(Rosemount, MN) — Marcy 30th, 2023 — A Minnesota family is giving back to help students with sensory processing differences. Deborah Gee-Tritschler, her husband Brian Flagg and their son Devin Flagg are donating 65 Fraser Sensory Kits to Intermediate School District 917 in Rosemount. The sensory kits will help students enrolled in the school’s autism program with their sensory processing differences, so they can be more comfortable at school and focus easier.

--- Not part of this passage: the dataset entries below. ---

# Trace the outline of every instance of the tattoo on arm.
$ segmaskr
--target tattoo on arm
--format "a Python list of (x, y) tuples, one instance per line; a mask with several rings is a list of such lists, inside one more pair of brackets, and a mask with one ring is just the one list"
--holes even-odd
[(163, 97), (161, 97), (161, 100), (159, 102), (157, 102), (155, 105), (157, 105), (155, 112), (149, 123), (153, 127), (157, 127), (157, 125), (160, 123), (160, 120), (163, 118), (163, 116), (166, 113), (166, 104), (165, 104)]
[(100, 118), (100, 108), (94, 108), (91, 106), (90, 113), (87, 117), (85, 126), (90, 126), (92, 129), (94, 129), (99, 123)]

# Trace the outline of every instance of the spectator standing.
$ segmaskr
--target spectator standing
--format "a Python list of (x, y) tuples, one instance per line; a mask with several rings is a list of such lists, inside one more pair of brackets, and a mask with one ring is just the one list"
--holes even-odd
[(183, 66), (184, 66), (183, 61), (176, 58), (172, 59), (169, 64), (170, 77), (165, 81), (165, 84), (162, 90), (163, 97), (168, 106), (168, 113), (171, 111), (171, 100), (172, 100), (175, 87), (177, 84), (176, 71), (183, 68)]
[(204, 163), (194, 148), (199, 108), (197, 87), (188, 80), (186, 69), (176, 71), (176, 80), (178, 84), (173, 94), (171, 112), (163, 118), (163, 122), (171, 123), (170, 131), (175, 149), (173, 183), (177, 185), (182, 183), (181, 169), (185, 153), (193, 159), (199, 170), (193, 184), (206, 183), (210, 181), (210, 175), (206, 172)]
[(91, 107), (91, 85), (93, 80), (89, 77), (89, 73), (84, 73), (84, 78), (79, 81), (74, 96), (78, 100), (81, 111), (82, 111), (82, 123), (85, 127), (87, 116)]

Sensory processing differences are common in people with autism, but also those with anxiety, attention deficit hyperactivity disorder (ADHD) and other emotional or behavioral issues. People with sensory processing differences may feel overwhelmed by loud noises, bright lights, strong smells, crowds and other sensory input. That can cause extreme discomfort and leave little room for focusing on anything else.
Devin Flagg has autism and superior canal dehiscence syndrome (SCDS) in both ears. His condition means he has “exquisitely sensitive ears to sound,” and it has made navigating many spaces particularly hard. Despite his challenges, Devin earned an associate’s degree in accounting from Dakota County Technical College, which is housed in the same building as ISD 917. It was in the hallways there that the spark of this idea grew.
Devin would see students from ISD 917 in the hallway and noticed that some of them were struggling with sensory input at the school.
“The bright, humming florescent lights, intense smells from the woodworking and automotive classrooms and the noise of changing classes were, at times, overwhelming stimuli for me too. I wanted to help these students modify their environment and give them the tools to do so,” says Devin.
Working with his parents, Devin reached out to Fraser and was connected to Fraser Sensory Supports and Training Manager Gina Brady. Brady created the Fraser Sensory Kits to help people with sensory processing differences participate in more experiences and events in the community. The family decided the kits would be the right fit for what they were hoping to do.
“We wanted to empower kids to modify their environment,” says Deborah. “But more than that, we wanted to validate that what they’re hearing and feeling is normal.”